I don't know if it was the desperation in his voice or the fact that sitting upright with cracked ribs made it impossible to breathe, but I nod my head yes in response.

We sit quietly for the rest of the drive, though I don't miss the worried glances he sends me every 45 seconds.

"Alright this is me. My mum isn't home yet for a few hours but I can get you cleaned up then bandaged. How hard can it be?" He chuckles rubbing the back of his neck something I'm noticing he does when anxious or nervous. He then unbuckles himself, and exits the car.

Between the time he gets out, and walks over to my side; I'm already blushing at how much of a gentleman Nick truly was. It's almost sunset, and he found me unconscious. And against his wishes and better judgment, trusted me anyways to bring me to his own home.
Yes, we must be 'good mates' now as Nick would say. I want to laugh at the thought, until I stop myself. My face growing hard and unreadable as it usually sits. I must be delusional from the pain or something, because I know better than to entertain Nick Nelson. I'm not quite sure what his intentions are with me yet, maybe he just genuinely cares and wants to be my friend like he says he does. Maybe, there's something more?

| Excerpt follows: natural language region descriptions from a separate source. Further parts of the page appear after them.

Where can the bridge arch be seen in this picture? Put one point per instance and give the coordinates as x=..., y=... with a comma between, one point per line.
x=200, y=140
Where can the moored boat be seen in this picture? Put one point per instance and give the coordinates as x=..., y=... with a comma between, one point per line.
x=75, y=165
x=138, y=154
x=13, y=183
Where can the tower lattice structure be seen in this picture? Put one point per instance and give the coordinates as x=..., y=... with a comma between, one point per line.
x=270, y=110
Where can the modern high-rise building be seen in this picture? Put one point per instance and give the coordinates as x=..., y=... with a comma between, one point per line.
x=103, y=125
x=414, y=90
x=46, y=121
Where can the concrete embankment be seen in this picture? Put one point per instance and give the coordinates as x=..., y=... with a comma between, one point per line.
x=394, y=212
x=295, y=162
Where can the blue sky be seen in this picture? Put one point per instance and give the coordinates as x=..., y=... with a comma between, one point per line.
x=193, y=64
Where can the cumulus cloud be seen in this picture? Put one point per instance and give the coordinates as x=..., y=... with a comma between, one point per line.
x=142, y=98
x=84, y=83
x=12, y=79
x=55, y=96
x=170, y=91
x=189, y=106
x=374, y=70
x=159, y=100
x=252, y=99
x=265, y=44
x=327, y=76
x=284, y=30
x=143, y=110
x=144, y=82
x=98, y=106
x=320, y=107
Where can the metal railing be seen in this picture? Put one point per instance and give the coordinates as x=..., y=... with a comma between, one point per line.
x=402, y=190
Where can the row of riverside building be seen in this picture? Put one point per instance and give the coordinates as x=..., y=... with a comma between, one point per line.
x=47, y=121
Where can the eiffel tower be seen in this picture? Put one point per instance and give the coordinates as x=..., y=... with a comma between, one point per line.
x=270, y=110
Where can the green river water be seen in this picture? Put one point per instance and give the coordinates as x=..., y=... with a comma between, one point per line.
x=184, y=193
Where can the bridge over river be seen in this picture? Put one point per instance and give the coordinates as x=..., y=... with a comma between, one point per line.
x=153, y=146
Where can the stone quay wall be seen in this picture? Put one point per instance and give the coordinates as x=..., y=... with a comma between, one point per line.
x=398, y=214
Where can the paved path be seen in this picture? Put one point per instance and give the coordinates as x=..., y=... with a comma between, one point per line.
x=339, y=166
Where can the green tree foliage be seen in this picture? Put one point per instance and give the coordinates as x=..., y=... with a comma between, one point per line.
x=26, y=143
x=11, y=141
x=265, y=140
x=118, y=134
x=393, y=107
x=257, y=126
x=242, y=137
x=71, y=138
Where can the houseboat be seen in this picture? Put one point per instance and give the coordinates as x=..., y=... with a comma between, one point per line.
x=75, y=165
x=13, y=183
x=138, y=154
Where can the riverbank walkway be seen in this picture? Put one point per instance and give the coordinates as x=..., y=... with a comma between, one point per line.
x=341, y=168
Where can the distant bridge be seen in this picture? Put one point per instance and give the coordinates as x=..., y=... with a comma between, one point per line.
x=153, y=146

It's hard to not think there's more between us, because at this moment he gently grabs my beaten body, and slowly brings me into his chest. I nuzzle my head into the crook of his neck, and almost instinctively I inhale his strong scent of wet turf and cedar; and I'm left melting into him.

Safe. I feel safe. Here. In the arms of some jock lineman. I have to shut the words 'slut' out of my mind as I imagine what my dad would think if he saw me.

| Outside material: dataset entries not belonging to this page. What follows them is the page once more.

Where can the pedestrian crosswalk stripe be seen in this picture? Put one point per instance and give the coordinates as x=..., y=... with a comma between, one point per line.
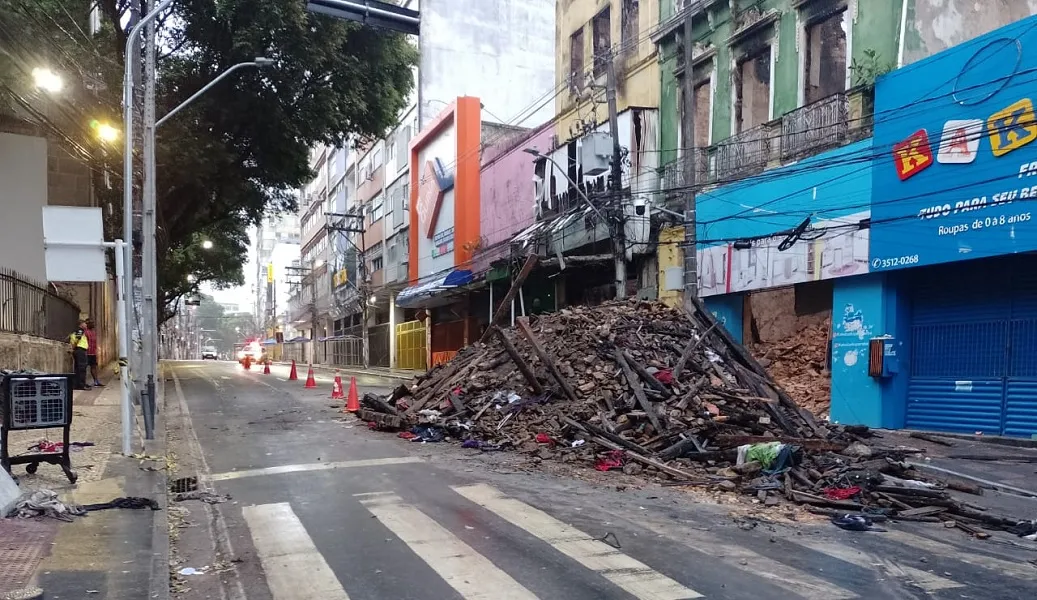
x=634, y=576
x=1019, y=570
x=313, y=466
x=467, y=571
x=777, y=573
x=293, y=566
x=923, y=579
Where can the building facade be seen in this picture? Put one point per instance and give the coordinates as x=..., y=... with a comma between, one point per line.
x=823, y=195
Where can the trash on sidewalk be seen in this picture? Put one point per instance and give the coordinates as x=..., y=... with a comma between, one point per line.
x=132, y=503
x=45, y=503
x=636, y=381
x=205, y=496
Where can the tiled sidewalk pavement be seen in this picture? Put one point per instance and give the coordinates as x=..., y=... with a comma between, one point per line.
x=105, y=554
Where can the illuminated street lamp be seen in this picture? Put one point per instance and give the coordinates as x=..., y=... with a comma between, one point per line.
x=47, y=80
x=105, y=132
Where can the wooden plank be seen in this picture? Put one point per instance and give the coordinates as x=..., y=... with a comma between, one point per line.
x=682, y=475
x=505, y=307
x=689, y=350
x=547, y=360
x=588, y=428
x=639, y=392
x=809, y=444
x=527, y=372
x=646, y=376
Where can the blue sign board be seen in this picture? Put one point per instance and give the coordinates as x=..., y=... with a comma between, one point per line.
x=955, y=155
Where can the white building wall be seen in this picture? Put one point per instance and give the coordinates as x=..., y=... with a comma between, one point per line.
x=23, y=195
x=499, y=51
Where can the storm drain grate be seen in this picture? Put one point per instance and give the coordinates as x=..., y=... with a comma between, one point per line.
x=184, y=484
x=23, y=546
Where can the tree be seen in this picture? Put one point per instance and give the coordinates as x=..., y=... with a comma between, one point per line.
x=243, y=148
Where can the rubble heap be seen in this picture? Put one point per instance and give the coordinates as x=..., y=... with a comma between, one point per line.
x=797, y=364
x=645, y=388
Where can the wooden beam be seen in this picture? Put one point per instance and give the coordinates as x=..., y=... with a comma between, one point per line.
x=545, y=359
x=646, y=376
x=519, y=361
x=639, y=392
x=515, y=286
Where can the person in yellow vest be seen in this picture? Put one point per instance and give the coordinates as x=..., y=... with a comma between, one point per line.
x=80, y=345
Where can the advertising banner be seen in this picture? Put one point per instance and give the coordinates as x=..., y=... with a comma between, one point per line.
x=954, y=153
x=745, y=228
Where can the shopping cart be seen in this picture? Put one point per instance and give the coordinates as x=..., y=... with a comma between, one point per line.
x=29, y=401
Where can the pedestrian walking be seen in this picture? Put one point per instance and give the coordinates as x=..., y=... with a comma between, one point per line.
x=80, y=345
x=91, y=350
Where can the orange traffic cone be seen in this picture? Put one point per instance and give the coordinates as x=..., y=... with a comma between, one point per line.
x=353, y=404
x=336, y=388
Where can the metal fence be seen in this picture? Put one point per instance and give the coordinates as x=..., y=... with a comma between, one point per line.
x=29, y=308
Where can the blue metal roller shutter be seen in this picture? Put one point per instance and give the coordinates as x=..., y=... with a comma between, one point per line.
x=974, y=347
x=1020, y=387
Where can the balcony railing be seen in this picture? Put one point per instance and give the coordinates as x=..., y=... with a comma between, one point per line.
x=816, y=126
x=674, y=176
x=741, y=154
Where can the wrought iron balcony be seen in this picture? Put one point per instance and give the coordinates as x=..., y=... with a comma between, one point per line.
x=740, y=155
x=674, y=177
x=816, y=126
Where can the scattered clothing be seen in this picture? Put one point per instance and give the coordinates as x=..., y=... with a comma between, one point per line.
x=132, y=503
x=45, y=503
x=613, y=459
x=840, y=493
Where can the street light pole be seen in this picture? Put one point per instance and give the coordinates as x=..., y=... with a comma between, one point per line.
x=128, y=89
x=149, y=266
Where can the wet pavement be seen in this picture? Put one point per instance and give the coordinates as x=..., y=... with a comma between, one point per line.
x=323, y=508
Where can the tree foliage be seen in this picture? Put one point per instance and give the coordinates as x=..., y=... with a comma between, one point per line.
x=241, y=150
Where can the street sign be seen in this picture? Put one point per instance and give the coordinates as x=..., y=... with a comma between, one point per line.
x=74, y=244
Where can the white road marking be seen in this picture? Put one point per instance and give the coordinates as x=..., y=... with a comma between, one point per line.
x=467, y=571
x=1020, y=570
x=634, y=576
x=923, y=579
x=293, y=566
x=777, y=573
x=313, y=466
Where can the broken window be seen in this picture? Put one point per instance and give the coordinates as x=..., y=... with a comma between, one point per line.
x=825, y=58
x=576, y=58
x=600, y=27
x=628, y=22
x=753, y=89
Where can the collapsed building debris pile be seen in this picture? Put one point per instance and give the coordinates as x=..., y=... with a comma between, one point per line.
x=650, y=390
x=799, y=365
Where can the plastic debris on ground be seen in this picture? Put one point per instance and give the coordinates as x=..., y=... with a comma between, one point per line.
x=667, y=395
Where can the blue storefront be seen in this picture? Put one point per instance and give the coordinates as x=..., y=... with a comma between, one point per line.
x=952, y=281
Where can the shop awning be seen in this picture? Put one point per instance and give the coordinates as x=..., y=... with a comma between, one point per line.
x=430, y=292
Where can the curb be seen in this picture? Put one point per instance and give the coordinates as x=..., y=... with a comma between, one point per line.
x=354, y=371
x=24, y=594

"Alright I'm just gonna take your clothes off, I need to see the damage and given your wheezing probably wrap your ribs too." Nick says as he lays me down on a soft surface I can only assume to be his bed. I frown at the loss of his warmth, and even more so at the words he says.

No, he most certainly cannot see me. 

I can only imagine what my body looks like. Sickly thin and covered in cuts and bruises and lashes. What about my face? And my hair? Oh god, I'm a mess. And if I felt any better right now, I would be incredibly embarrassed.

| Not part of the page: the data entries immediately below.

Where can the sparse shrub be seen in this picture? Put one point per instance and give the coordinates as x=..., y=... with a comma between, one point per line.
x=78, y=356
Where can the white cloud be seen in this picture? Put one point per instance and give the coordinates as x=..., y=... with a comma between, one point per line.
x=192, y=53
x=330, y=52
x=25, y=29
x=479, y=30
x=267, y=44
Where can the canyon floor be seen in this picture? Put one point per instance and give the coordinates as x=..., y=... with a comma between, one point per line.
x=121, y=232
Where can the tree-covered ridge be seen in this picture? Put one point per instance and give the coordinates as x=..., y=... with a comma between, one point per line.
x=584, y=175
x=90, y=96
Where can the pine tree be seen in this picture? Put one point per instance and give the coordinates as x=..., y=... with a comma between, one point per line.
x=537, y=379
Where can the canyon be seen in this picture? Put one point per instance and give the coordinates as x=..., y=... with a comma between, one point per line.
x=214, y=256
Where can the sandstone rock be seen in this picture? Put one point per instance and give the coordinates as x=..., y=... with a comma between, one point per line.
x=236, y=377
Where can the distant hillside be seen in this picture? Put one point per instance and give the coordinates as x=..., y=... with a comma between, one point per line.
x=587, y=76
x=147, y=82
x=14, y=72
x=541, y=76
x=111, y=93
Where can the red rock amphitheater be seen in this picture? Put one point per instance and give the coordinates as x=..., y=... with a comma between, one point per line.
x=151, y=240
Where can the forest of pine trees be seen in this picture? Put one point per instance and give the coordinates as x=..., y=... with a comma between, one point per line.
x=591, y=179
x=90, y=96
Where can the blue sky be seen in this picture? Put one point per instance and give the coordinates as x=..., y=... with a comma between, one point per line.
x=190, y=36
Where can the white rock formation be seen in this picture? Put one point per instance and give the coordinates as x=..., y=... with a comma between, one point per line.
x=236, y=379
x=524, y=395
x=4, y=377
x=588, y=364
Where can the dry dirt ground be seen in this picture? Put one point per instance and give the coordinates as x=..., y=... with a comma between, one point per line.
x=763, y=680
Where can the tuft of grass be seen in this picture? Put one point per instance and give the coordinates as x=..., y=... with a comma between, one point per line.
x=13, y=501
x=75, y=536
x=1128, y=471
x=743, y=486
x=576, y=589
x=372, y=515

It's as if he can see me tense, cause he keeps talking.
"Don't worry, I won't look at anything. And im going to get you some clean clothes before I do anything else, okay?" He says softly. Giving me a reassuring squeeze of my arm, and a small lopsided half smile. Then he pulls the covers up to my chin, and walks away without another word.

What the fuck Audrey, is right.
Is this what it's like to be loved?

Love. What a weird word. I have a super fucked idea of what that looks like given my home life. But it's undeniable now. The arm rub, tucking me in? Hell, maybe all of tonight has been filled with actions of love. That's no question.

The real question is, why is Nick Nelson showing me these acts of love. Why is he going out of his way to take care of some stranger he only met a month ago in homeroom.